Of course, the current turbulence in the Middle East is attributable also to factors beyond the miscalculations of both the hubristic, seat-of-the-pants Bush administration and the hubristic, seat-of-the-pants French and British empires. Among other things, there is the crisis within Islam, a religion whose doctrinal triumphalism...is undermined daily by the global balance of power, with predictable and terrible consequences....But since 9/11, America’s interventions in the region—and especially in Iraq—have exacerbated the tensions there, and have laid bare how artificial, and how tenuously constructed, the current map of the Middle East really is.
A polling of Middle East experts offered nothing but bleak prospects. David Fromkin, respected author of The Peace to End All Peace, grumped “the Middle East has no future.” Military historian Edward Luttwak observed that "the United States could abandon Israel altogether, or embrace the general Arab cause 100 percent...[but] the Arabs will find a new reason to be anti-American.” Ralph Peters noted "It’s not a question about how America wants the map to look; it’s a question of how the map is going to look, whether we like it or not.”
Rather than following the European-drawn borders, he made his map by tracing the region’s “blood borders,” invisible lines that would separate battling ethnic and sectarian groups. He wrote of his map, While the Middle East has far more problems than dysfunctional borders alone—from cultural stagnation through scandalous inequality to deadly religious extremism—the greatest taboo in striving to understand the region’s comprehensive failure isn’t Islam but the awful-but-sacrosanct international boundaries worshipped by our own diplomats.
Goldberg concludes: Americans cannot make Middle Easterners do what is in America’s best interest....A first step in restoring America’s influence in the Middle East is to accept with humility the notion that America—like Britain before it—cannot organize the region according to its own interests.

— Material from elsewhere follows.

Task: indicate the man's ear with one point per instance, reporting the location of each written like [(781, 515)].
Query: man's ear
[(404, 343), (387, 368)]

Good advice, that--but not likely to be taken by the next adminstration, or either party.
Just for fun, Goldberg maps the following possible changes:
Sunni Republic of Iraq
Shiite Islamic State of Iraq
Kurdistan
Turkey (abbreviated)
Greater Azerbaijan (at the expense of Persia)
Greater Syria (so long, Lebanon)
The Alawite Republic (for the House of Asad)
Hezbollahistan
Israel
Islamic Emirate of Gaza
Druzistan
Greater Jordan (West Bank reattached)
Bedouin Autonomous Zone
Sudan
New Sudan (Christian)
Greater Yemen
Islamic Holy State of Al-Hijaz
Arabia
Khuzistan (carved out of Pakistan)
Persia (shifted eastward)
Baluchistan
Pashtunistan
Pakistan
Kashmir
3 comments:
Sunni Republic of Iraq
Shiite Islamic State of Iraq
Kurdistan
Turkey (abbreviated)
A peacefully negotiated land-for-people exchange to create the above four changes is the only hope of avoiding even more bloodshed in Mesopotamia and even more regional instability.
Of course, the Turks would probably be given EU membership (much to Greece's chagrin) in exchange for giving up Turf, and Iran would have to agree to permanent military bases in Shiite Iraq. But, all things considered . . . .
Bushistan?
Georgia? (Oh, that's already taken!)
I don't think there can be such a thing as a peaceful land-for-people exchange. People have roots not just in their ethnicity, but where they live. How would you like it if someone came and told you "ok, all the Irish Americans (or fill in your ethnicity) are going to live in North Dakota from now on, so get going"?